It took an age to get to - 6 hours by bus and we reached the edge of the park, having driven through tiny winding mountain roads, with steep drops and a bus which struggled to get into second gear and was incredibly uncomfortable with basically no suspension. Needless to say (for anyone who knows me anyway) I wasn't best pleased. But when we arrived at the park I was blow away. We came into cloud forest - we were at the top of a mountain surrounded by picturesque clouds and dense woodland. The roads got significantly worse, still with deep mountain-side drops and practically no road surface, often it became just mud and we drove through some waterfalls. I began to realise that we really were off the traditional tourist trail and began to get excited. At 7pm we arrived at our overnight lodge (having walked some of the way in the dark - which was better than being in the bus!), had dinner, went to bed and slept like babies to the noise of nature of the crickets, river and jungle by night.
The following day, Monday, was one of the best days of my life. We woke up in the middle of the jungle and went for a walk through beautiful scenary - a backdrop of mountains far off in the distance and vegetation at the sides of the road in more shades of green than I knew existed. After an hour of walking we got back into the bus and drove until we reached a little village which was impassable, because there was a parade going on. Children dressed in all sorts of different outfits were marching through their main road, blocking our way. It was lovely though - an enjoyable undocumented feature. The next village was our get-on for some river rafting. This was much more sedate than we'd done earlier in the week but the views were more magnificent. Behind us were huge mountains looming, partially covered by more picturesque clouds and on either side and in front of us was more lush vegetation. We reached a small town (a main port for Manu) where we traded in our raft for a motorised canoe and were taken down river to our lodge. This lodge is completely inaccessible by road, and overlooks the river.
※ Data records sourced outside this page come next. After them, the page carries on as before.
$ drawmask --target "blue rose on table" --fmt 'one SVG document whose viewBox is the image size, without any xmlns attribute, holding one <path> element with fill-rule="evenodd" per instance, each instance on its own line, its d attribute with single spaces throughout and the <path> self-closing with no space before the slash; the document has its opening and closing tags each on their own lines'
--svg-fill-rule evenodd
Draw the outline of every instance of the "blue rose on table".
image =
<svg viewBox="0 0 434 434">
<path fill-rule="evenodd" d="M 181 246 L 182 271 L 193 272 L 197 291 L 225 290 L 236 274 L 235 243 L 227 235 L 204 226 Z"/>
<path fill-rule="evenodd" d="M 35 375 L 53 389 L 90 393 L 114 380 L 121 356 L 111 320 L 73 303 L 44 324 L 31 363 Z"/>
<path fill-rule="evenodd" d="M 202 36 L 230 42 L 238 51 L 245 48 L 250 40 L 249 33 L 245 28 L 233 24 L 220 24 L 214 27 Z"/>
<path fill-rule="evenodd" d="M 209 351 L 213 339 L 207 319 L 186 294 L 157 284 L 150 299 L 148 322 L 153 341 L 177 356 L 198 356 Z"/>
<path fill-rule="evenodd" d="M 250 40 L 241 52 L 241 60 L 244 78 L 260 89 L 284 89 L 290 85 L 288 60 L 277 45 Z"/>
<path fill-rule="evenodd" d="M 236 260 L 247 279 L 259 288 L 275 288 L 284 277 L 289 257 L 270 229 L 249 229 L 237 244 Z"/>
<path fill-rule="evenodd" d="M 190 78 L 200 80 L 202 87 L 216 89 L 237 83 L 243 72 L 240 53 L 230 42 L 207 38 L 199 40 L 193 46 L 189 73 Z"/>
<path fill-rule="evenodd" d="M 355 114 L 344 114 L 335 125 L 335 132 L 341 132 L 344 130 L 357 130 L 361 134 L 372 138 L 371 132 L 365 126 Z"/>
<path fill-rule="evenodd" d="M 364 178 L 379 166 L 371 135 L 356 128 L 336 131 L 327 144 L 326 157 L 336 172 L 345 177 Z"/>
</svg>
Then we trekked deep into the jungle, shortly before dusk, and saw all manner of insects and interesting trees - my favourite was the tree which has its trunk 10 feet into the air, below which slim straight roots spread out to the floor, giving it the name 'the walking tree'. Blissful. After dinner, and after the electricity went out, Rhys and I looked at the stars. It was partially cloudy but where there were stars, there were millions. It was beautiful.
On Tuesday we awoke to the roar of the river at 5am to go parrot spotting. We saw many flocks of parakeets, and three toucans. On the way back to the lodge the boatsman spotted giant guinea pigs (cuy) at the side of the river - the biggest rodents in the world. After breakfast we trekked for an hour deep into the jungle in immense heat and humidity to reach the beginning of the canopy zip line tour. I overcame my fear of heights and took 4 zip lines through the tree tops. It was beautiful. In the afternoon we took the boat to an oxbow lake. On the walk from the river to the lake we saw streams of ants clearing the woods and a small group of little monkeys as well as more birds of prey. When we reached the lake we took wooden rafts we saw many types of birds and then more giant cuy. The sun was setting as we made our way back through the jungle. After dinner Rhys and I chatted with an American guy and a couple of the guides and then I went to bed.
The following morning I woke up early and took photographs of the sunrise over the river. It was stunning. We spent the whole of Wednesday getting back to Cusco - although fortunately in a bus which was in a signifncalty better condition. There weren't any undocumented features and after dinner we fell, exhausted into bed. It was a fabulous, gorgeous, couple of days and we'd love to go back, or to have spent longer.